What are the future growth prospects for AIOps and MLOps in the enterprise?
While as an industry we know much more about what it takes to succeed with AI and machine learning than we did just a couple of years ago, an honest view of the landscape has to conclude that it is only really being dabbled in right now.
Things have certainly moved beyond the realm of “buzz,” and a handful of businesses have shown that AI has real enterprise applications that can generate tremendous value. As more businesses, inspired by this success, become involved, they will recognize pretty quickly that they need an MLOps solution if they’re to reliably see a return on their investment.
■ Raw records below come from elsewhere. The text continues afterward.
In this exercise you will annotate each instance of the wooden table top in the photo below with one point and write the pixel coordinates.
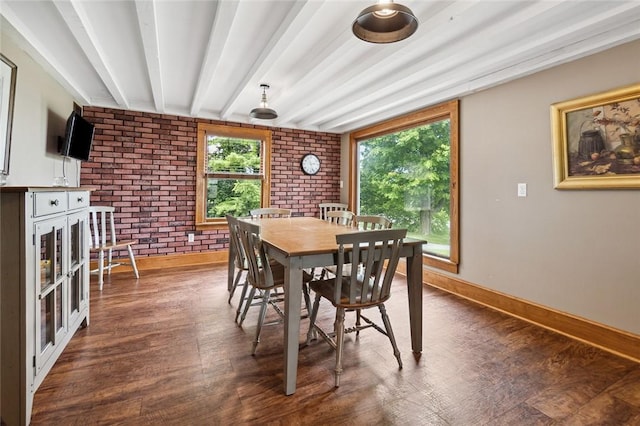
(304, 236)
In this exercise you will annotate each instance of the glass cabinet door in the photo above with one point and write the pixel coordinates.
(78, 256)
(51, 321)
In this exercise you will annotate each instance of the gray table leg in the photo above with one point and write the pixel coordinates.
(292, 306)
(414, 287)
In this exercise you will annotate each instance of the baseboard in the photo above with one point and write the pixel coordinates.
(170, 261)
(616, 341)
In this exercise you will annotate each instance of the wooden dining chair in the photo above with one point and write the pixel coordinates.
(267, 212)
(264, 276)
(103, 239)
(372, 222)
(240, 264)
(327, 207)
(368, 285)
(340, 217)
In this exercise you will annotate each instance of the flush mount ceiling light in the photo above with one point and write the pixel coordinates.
(263, 112)
(385, 22)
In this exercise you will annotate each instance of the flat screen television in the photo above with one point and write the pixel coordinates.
(78, 138)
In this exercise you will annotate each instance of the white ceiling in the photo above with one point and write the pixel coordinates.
(208, 58)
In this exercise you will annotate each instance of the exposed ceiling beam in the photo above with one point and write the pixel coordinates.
(289, 29)
(76, 19)
(224, 18)
(39, 48)
(147, 21)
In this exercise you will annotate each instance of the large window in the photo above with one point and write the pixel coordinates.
(232, 172)
(407, 170)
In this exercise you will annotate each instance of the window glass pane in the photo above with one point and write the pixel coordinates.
(406, 176)
(232, 196)
(233, 155)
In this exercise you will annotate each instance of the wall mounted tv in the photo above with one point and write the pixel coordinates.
(78, 138)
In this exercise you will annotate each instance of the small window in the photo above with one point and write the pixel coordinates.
(233, 172)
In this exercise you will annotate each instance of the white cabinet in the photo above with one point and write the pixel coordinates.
(44, 287)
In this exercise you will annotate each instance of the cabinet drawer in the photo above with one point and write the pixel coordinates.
(45, 203)
(78, 199)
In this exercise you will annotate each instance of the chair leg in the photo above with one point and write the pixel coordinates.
(235, 284)
(387, 326)
(307, 300)
(132, 260)
(247, 303)
(100, 268)
(109, 261)
(243, 299)
(311, 334)
(263, 313)
(339, 330)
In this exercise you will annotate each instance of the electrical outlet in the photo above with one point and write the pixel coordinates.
(522, 190)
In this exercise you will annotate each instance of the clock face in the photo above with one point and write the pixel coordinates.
(310, 164)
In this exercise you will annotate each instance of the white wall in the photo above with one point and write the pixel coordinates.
(577, 251)
(39, 117)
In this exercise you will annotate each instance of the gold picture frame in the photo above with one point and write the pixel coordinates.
(596, 140)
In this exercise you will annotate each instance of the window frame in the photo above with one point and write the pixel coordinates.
(447, 110)
(263, 135)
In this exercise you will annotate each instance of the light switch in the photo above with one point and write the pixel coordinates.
(522, 190)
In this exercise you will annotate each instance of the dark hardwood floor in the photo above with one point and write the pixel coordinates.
(165, 351)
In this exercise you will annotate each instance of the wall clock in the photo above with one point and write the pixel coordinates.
(310, 164)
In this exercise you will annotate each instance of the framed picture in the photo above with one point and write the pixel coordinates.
(596, 141)
(7, 95)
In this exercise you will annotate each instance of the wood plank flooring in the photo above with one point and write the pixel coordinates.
(165, 351)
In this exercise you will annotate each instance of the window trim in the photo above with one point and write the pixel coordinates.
(447, 110)
(264, 135)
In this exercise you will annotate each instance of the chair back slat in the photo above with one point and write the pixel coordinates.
(327, 207)
(240, 258)
(267, 212)
(369, 281)
(259, 274)
(340, 217)
(372, 222)
(102, 226)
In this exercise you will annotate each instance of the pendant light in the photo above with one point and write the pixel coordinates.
(263, 112)
(385, 22)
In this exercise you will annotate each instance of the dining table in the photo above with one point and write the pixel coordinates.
(300, 243)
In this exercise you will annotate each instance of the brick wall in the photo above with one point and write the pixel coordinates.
(145, 165)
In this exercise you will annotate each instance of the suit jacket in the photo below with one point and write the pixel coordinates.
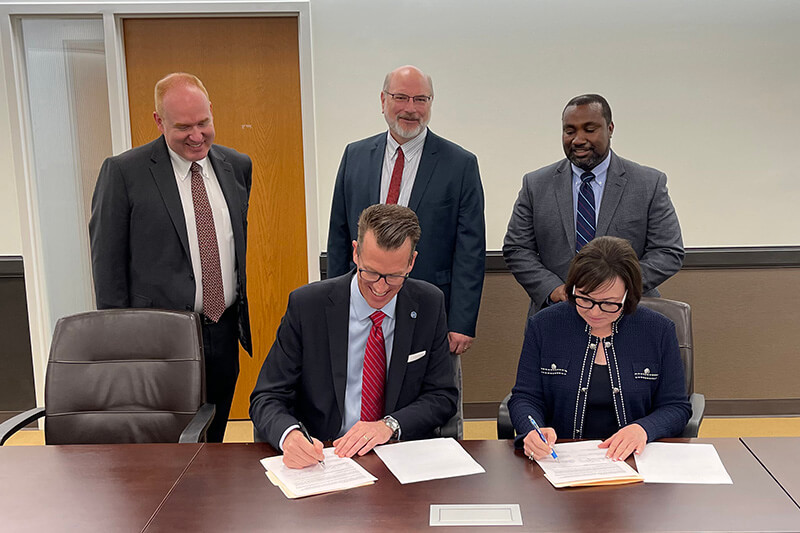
(140, 248)
(448, 200)
(540, 241)
(305, 373)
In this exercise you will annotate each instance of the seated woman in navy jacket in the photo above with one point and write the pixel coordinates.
(598, 366)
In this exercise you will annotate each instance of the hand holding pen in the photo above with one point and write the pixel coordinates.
(531, 441)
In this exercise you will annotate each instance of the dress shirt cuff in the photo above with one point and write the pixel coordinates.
(285, 433)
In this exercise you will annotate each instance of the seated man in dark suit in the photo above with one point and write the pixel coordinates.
(361, 358)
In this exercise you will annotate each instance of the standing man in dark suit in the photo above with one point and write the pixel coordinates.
(360, 358)
(169, 230)
(410, 165)
(592, 192)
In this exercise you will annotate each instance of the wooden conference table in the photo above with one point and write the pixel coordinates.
(222, 487)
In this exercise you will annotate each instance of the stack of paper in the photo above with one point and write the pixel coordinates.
(421, 460)
(582, 464)
(339, 473)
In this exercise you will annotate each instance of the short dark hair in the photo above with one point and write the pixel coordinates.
(602, 260)
(586, 99)
(391, 224)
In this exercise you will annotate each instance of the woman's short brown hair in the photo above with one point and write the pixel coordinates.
(602, 260)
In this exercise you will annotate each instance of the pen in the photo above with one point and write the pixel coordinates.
(541, 435)
(307, 435)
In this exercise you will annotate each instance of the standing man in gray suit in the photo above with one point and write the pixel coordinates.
(169, 231)
(592, 192)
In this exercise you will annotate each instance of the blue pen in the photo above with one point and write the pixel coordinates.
(541, 435)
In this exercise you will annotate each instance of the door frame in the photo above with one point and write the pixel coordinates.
(112, 15)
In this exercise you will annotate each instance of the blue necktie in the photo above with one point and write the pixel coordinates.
(586, 219)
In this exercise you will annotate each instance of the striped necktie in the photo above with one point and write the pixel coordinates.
(586, 219)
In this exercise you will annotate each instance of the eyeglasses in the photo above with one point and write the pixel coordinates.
(393, 280)
(420, 99)
(606, 307)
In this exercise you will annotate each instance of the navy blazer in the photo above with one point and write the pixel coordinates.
(644, 363)
(448, 200)
(140, 248)
(305, 374)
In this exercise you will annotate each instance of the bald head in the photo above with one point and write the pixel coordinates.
(406, 102)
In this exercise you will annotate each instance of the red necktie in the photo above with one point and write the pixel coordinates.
(374, 371)
(397, 177)
(213, 293)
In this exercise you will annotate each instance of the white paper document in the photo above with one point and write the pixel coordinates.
(339, 473)
(421, 460)
(505, 514)
(672, 462)
(583, 463)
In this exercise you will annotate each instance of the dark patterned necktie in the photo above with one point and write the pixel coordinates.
(397, 177)
(213, 292)
(586, 219)
(374, 371)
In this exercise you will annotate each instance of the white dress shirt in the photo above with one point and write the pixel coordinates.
(222, 225)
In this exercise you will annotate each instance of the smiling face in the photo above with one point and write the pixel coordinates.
(600, 321)
(408, 119)
(372, 257)
(186, 122)
(586, 135)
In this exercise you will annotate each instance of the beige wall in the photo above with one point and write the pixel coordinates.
(744, 324)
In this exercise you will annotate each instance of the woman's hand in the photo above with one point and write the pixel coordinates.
(631, 438)
(534, 446)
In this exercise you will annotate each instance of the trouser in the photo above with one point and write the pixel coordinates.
(221, 351)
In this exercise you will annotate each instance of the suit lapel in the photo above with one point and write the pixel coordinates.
(164, 176)
(430, 156)
(563, 190)
(376, 169)
(612, 193)
(403, 334)
(337, 314)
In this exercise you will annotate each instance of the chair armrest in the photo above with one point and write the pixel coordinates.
(15, 423)
(698, 402)
(195, 431)
(451, 428)
(505, 429)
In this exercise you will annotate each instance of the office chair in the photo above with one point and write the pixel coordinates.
(681, 314)
(123, 376)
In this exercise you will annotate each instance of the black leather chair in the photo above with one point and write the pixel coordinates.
(123, 376)
(681, 314)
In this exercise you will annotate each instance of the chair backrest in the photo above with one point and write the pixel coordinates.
(123, 376)
(681, 314)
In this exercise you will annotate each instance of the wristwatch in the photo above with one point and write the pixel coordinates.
(394, 425)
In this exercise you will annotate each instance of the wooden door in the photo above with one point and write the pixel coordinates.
(250, 66)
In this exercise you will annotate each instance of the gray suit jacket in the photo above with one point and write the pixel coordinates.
(140, 248)
(305, 374)
(540, 241)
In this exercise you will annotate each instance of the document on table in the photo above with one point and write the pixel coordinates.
(339, 473)
(582, 464)
(421, 460)
(672, 462)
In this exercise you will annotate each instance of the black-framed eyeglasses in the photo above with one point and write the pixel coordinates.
(393, 280)
(607, 307)
(420, 99)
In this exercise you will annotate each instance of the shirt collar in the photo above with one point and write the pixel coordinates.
(411, 148)
(182, 166)
(599, 171)
(360, 305)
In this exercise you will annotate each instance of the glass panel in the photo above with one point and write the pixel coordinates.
(64, 61)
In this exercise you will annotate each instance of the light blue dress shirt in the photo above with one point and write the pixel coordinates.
(358, 331)
(598, 186)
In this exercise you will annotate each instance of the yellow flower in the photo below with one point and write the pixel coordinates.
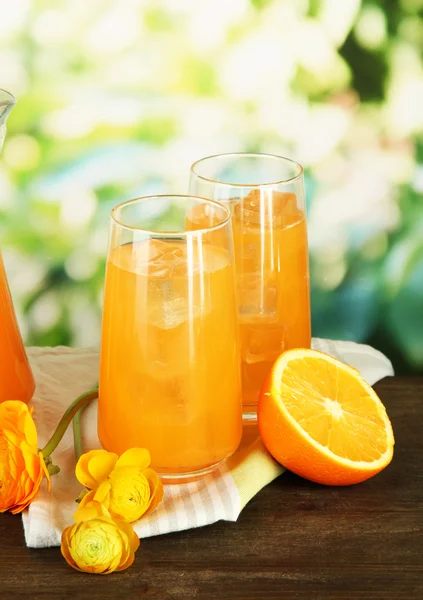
(124, 485)
(97, 543)
(22, 465)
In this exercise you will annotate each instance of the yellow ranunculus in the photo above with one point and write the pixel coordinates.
(97, 543)
(22, 466)
(124, 485)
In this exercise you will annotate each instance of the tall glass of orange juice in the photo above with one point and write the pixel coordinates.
(265, 194)
(170, 376)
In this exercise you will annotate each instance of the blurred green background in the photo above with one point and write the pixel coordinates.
(116, 99)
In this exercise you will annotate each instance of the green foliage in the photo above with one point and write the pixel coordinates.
(117, 100)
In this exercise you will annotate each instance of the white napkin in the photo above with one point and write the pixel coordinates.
(61, 374)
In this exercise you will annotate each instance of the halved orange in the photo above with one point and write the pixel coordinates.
(320, 419)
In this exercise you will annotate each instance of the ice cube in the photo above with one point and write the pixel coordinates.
(265, 208)
(257, 298)
(262, 344)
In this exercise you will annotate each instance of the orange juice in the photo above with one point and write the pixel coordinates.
(16, 381)
(169, 375)
(271, 254)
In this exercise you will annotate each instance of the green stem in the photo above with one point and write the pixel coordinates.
(80, 402)
(77, 439)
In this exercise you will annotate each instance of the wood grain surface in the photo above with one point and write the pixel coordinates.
(294, 540)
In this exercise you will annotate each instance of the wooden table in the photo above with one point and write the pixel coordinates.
(294, 540)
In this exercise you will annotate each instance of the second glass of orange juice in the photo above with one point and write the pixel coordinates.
(170, 364)
(265, 194)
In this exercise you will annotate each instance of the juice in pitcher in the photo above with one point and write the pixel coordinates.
(16, 381)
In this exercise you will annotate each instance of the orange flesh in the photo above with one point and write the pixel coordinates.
(332, 407)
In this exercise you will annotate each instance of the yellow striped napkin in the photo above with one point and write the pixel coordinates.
(62, 373)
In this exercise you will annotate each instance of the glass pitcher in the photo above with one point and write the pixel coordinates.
(16, 381)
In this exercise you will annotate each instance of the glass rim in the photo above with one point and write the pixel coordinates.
(179, 234)
(296, 177)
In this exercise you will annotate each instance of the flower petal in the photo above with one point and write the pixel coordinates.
(102, 492)
(30, 431)
(81, 470)
(91, 510)
(102, 465)
(134, 457)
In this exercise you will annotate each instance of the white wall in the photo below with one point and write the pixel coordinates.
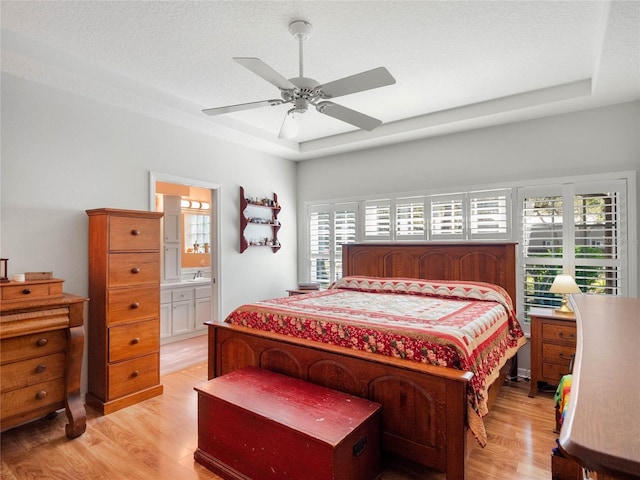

As interest in machine learning grows, interest in MLOps can only grow with it.
On the other hand, AIOps is more advanced in its penetration of enterprises – but it is, and will likely remain, the preserve of large organizations with their own IT teams. These companies have the most to gain from improved process efficiencies and the greatest scope to redeploy operational resources to more value-add activity. And we’re yet to meet an enterprise that doesn’t covet either of these outcomes.
So, while not getting the two technologies confused is something of a 101 lesson, the overlap in skills means that tech leaders can reasonably expect to be able to accommodate both on their transformation roadmap. And we expect that most will, sooner rather than later.